第六百五十三章 验明真伪(4k)

  “空活二十余年,从未去过帝都,今年沾沾小师弟的光!”

  “天下第一大都啊,我听人说,皇城里的望月楼足有几百丈高,隐入云烟,不知是真是假。”

  向长松抱住桅杆滑下。

  “大家都去?”

  “除开二师兄,大家都去,怎么,莫非师弟不乐意?”曹让笑问。

  “求之不得!”

  梁渠欣喜。

  正愁去往帝都没什么熟人,能和师兄师姐们一块热闹,再好不过。

  一箱箱的货物搬上板车,皆为黄州特产,其中布匹尤多。

  来时比去时载货更多。

  跳板搭好。

  杨许牵引马匹上岸:“今年大笔之年,帝都热闹得很,能有机会去见识见识,肯定不错。”

  “大笔之年?”

  俞墩解释:“秋闱次年为春闱,春闱次月为殿试,三个离得近,读书人就管前后一整年叫大笔之年。”

  杨许颔首。

  “师弟去往帝都,要不了多久就能碰到二月中的春闱,再隔一月正为殿试,不忙的话,多留半月,能见到状元郎游街。”

  科举?

  徐子帅惊醒:“对了,武举不也三月吗?”

  “你倒没忘记。”杨许解开绳扣,松开缰绳给马透气,“科举、武举,同为今年三月,朝廷会新选狼烟二十八宿,你们可以去瞧瞧有没有人堵门。”

  “我说呢!咱们走,霍洪远、祝宗望他们两个也走,感情要去京城等发配。”

  “什么等发配?”杨许失笑,“那叫等授官,两人起步正七,多为从六,地方任选,干两年,什么功不用立,不犯错就有机会拔擢,打头开始就是旁人终点,多少人求之不得。

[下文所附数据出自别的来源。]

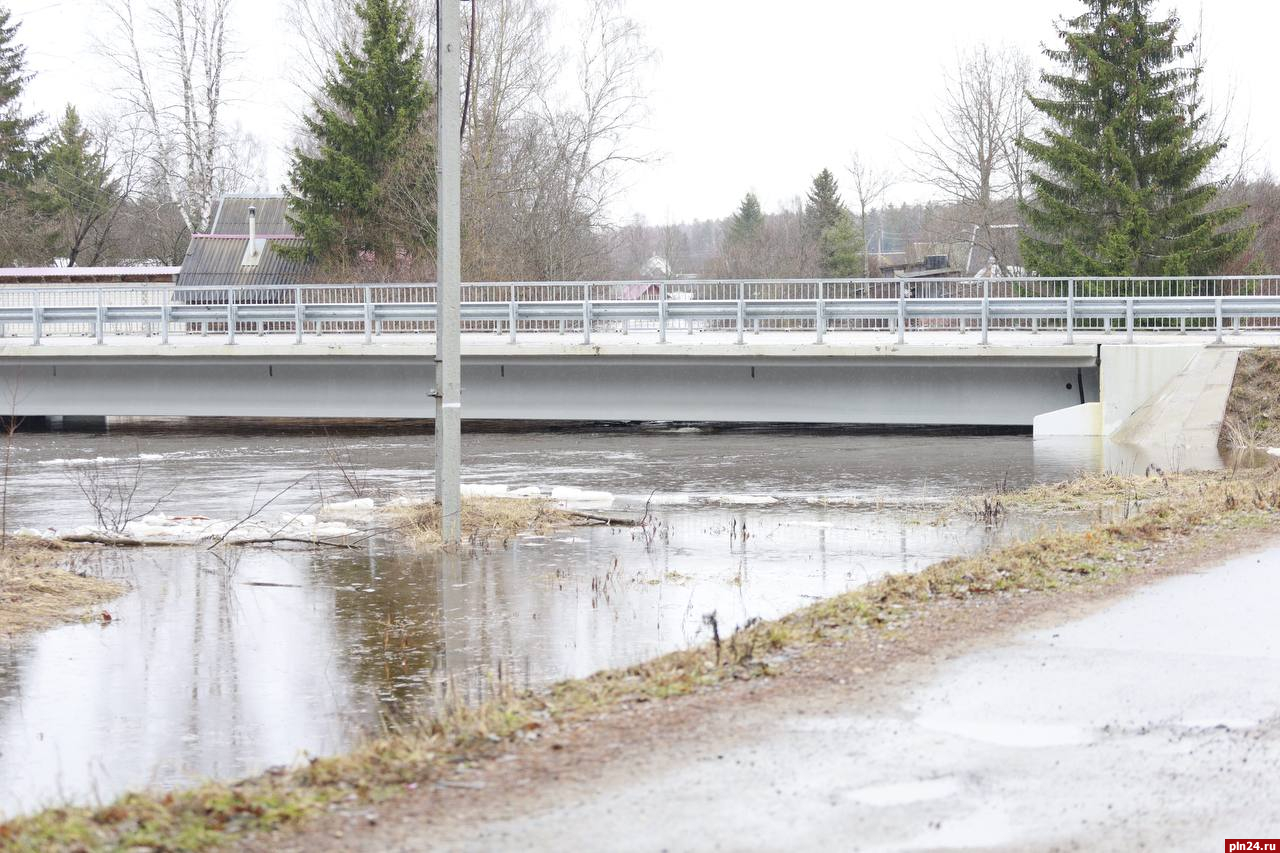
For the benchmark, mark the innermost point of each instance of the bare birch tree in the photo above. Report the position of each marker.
(174, 56)
(869, 185)
(969, 153)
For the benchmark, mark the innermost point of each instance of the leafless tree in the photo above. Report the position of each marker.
(176, 56)
(869, 186)
(113, 491)
(969, 153)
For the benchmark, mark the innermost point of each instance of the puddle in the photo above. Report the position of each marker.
(223, 665)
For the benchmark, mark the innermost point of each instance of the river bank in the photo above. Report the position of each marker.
(40, 587)
(1176, 520)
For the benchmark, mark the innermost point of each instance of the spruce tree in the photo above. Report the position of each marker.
(840, 249)
(748, 222)
(19, 153)
(368, 109)
(1119, 176)
(823, 206)
(76, 191)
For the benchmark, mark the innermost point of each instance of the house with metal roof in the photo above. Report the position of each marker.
(243, 246)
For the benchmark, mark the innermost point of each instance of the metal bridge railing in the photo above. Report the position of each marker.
(743, 308)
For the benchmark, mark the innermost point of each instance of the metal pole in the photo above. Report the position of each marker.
(369, 315)
(1070, 311)
(512, 311)
(741, 310)
(37, 319)
(231, 315)
(901, 311)
(821, 311)
(164, 316)
(297, 315)
(448, 235)
(662, 313)
(986, 309)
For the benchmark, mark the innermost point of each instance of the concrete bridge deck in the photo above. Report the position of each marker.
(777, 378)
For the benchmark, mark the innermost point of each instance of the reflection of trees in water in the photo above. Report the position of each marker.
(388, 612)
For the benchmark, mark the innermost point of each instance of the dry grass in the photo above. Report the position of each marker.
(1252, 418)
(1178, 510)
(39, 591)
(485, 520)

”

  “哈哈,一个意思,一个意思。”

  向长松问:“大师兄,咱们没人参加科举、武举,帝都有没有旁的好玩的?莫去了错过。”

  “旁的……”杨许陷入回忆,“你们去,主要就是年节吧,年节要能赶上,就能见到大朝会‘排正仗’,百官朝贺。

  到傍晚,圣皇会给臣子发‘馈岁’钱,一个小荷包,里面塞几枚金豆子、银豆子,阿水肯定能领到。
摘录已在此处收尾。